SOUTH CAROLINA: New Group to Fly Confederate Flag at State House

Columbia, S.C. — An event to raise the Confederate flag on the grounds of the S.C. State House will go forward this month after all.

The group Flags Across the South will raise the rebel banner beside the Confederate soldiers’ monument on Saturday, July 13, the group’s chairman says.

Flags Across the South has reserved the north side of the State House grounds throughout the day. Chairman Braxton Spivey of Charleston says the group plans to raise the flag on a temporary flagpole around 9 a.m. and leave the banner flying near the intersection of Gervais and Main streets until the permit expires at 5 p.m.

Spivey said he wanted to raise the flag on July 10, the four-year anniversary of when the Confederate flag was removed from the State House grounds in the aftermath of a racially-motivated shooting in a Charleston church that killed nine people.

But a year ago, the Columbia chapter of Showing Up for Racial Justice preemptively reserved the State House grounds that day.
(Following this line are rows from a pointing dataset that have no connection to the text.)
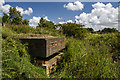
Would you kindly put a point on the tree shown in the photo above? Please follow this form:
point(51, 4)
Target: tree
point(25, 22)
point(5, 18)
point(15, 16)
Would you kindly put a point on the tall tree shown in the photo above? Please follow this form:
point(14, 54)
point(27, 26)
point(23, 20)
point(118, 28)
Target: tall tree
point(15, 16)
point(5, 18)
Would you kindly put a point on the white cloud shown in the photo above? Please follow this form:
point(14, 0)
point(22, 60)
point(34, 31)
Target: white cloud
point(35, 20)
point(101, 16)
point(5, 8)
point(59, 18)
point(74, 6)
point(28, 12)
point(69, 21)
point(46, 18)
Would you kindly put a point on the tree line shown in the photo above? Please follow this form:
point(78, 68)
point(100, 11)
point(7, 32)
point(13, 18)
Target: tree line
point(14, 17)
point(69, 29)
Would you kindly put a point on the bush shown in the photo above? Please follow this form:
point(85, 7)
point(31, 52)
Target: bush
point(90, 58)
point(15, 59)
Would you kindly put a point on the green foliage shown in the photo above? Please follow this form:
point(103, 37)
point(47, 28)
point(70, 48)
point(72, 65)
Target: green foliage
point(15, 59)
point(5, 18)
point(109, 30)
point(15, 16)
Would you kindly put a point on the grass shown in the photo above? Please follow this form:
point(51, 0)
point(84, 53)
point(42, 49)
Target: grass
point(95, 56)
point(16, 60)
The racial justice group will invite residents to hold a picnic on the State House lawn instead.

Spivey said he considered booking time on the lawn that would have allowed the flag to fly from midnight to 6 a.m. on the anniversary itself, but other flag supporters said they preferred to hold the rally on a weekend when more people would be able to attend.
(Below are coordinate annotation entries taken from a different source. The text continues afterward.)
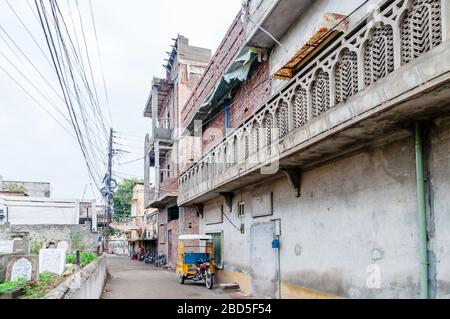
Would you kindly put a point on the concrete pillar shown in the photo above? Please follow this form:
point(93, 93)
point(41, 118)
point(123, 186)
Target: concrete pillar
point(445, 9)
point(94, 215)
point(157, 169)
point(181, 221)
point(154, 109)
“I’m hellbent on the 10th,” Spivey said. “If Christmas is on a Monday, you don’t celebrate it on the 23rd. But I heard from other people that the weekend is what they wanted to do.”

For the last three years, the flag has returned to the State House when the S.C. Secessionist Party rallied on the anniversary date. But in the past year, the small party that advocates for South Carolina once again leaving the union has splintered. Former party chairman James Bessenger said he left the group after he became concerned the movement was attracting “a bunch of racists and homophobes,” Bessenger told the Charleston Post and Courier.
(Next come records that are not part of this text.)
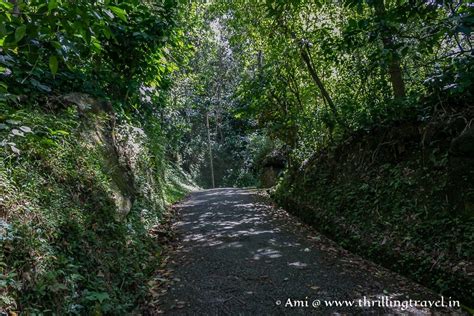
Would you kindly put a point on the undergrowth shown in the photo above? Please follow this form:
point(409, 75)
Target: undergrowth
point(64, 247)
point(395, 213)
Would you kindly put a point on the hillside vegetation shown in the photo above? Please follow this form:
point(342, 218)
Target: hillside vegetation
point(358, 114)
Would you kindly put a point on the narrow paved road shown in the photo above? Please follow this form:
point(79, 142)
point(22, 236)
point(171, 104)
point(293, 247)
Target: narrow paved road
point(240, 256)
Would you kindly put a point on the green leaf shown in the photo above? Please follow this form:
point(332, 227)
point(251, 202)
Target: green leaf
point(53, 4)
point(122, 15)
point(20, 33)
point(53, 65)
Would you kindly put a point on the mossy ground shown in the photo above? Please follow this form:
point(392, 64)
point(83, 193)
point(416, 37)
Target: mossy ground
point(64, 250)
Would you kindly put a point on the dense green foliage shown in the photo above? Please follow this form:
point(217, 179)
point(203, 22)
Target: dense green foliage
point(65, 249)
point(105, 101)
point(70, 242)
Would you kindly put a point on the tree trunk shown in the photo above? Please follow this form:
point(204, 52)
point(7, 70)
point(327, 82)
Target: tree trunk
point(305, 55)
point(394, 69)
In February, the group disbanded when it was ordered to pay a multi-million settlement to an African American mother whose two children were photographed by Secessionists holding Confederate flag stickers without her consent.

Bessenger canceled his permit request for another State House rally after the split, but Spivey — a former member of the Secessionist Party who said he owns the temporary flagpole that flew the flag — started a new group to continue the event.

Spivey said he is lining up speakers for the event, and hopes to have an educational component for children.

“We want to preserve the monuments that are still standing,” Spivey said. “I want to get more children involved and teach them the history, as far as what’s happened in this country, and stop trying to erase history. If we learn from it, it may not repeat itself.”

Sarah Keeling, the founder of Columbia’s Showing Up for Racial Justice, said her group will be present to protest the flag event as it has past rallies for the Secessionist Party.

Keeling said she was glad her group’s event had blocked the flag rally from taking place on the anniversary itself, “but I’d feel better if they stopped showing up at all.”